Happy Sundae! Err…Sundae. It’s a happy coincidence that today’s food holiday lands on its namesake day. July 7 is National Strawberry Sundae Day! And no, I did not stutter.
As recently mentioned, the sundae was created when conservative governments in several states banned the sale of ice cream sodas on Sundays. In order to keep their businesses afloat (joke alert!), ice cream purveyors came up with a soda-free alternative called the sundae (spelled that way to avoid offending Christians, who apparently believed that soda was the devil’s bidding). Many cities claim to be the birthplace of the sundae, including Two Rivers, Wisconsin; Plainfield, Illinois; Evanston, Illinois; New Orleans; New York City; Ithaca, New York; Cleveland, Ohio; and Buffalo, New York.
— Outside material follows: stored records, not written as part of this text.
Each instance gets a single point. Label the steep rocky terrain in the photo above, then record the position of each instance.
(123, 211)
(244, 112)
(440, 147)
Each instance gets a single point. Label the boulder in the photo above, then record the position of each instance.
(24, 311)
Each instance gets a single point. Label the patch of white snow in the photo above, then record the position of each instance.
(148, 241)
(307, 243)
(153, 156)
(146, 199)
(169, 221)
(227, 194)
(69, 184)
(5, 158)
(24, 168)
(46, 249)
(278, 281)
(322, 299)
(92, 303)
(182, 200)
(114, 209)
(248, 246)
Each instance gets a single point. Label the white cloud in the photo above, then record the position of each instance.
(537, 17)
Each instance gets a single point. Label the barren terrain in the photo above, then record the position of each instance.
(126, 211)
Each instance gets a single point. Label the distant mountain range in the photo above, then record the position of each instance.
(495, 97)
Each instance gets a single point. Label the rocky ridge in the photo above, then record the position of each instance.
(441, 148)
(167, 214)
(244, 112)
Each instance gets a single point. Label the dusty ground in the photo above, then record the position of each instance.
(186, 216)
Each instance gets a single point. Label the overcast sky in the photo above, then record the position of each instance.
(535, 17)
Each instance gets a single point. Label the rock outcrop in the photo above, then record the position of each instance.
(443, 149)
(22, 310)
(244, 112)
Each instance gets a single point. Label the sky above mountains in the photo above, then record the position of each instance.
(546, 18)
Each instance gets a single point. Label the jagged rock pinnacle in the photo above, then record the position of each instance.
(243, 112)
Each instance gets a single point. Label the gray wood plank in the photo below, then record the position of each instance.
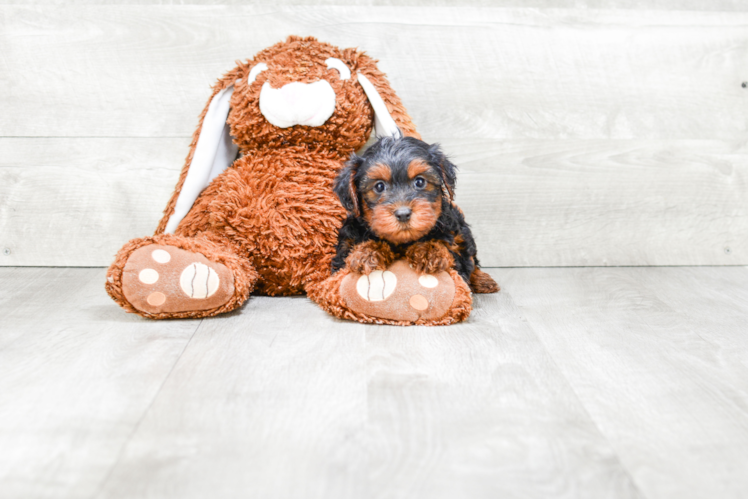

The exact origin is unclear, but it is generally accepted that the first ice cream sundae appeared sometime between 1880 and 1892.
Ice cream sundaes are simple desserts consisting of one or more scoops of ice cream, topped with sauce, syrup, whipped cream, nuts, fruit, or sprinkles, or – in some cases – all of the above. Most sundaes are cheap and satisfying, but a restaurant in New York City called Serendipity 3 serves a $1000 sundae that is hailed by Guinness World Records as the world’s most expensive. Called the Serendipity Golden Opulence Sundae, this treat is made with 5 scoops of Tahitian vanilla bean ice cream infused with Madagascar vanilla, covered in 23-karat edible gold leaf, rare Amedei Porcelana and Chuao chocolates, caviar, passionfruit, orange, Armagnac, candied fruit from Paris, and marzipan cherries. The whole thing is covered in gold dragées and served in a baccarat Harcourt crystal goblet with an 18-carat-gold spoon. You get to keep the goblet, but have to give back the spoon. Seriously?
Fresh out of $1000 bills, we had to scale back our celebration of the strawberry sundae. Instead, we spent a buck and change and grabbed one from McDonald’s. I remembered that they sold sundaes, but it had been years since I’d gotten one. They were smaller than I remember, actually – but not bad. Not bad at all.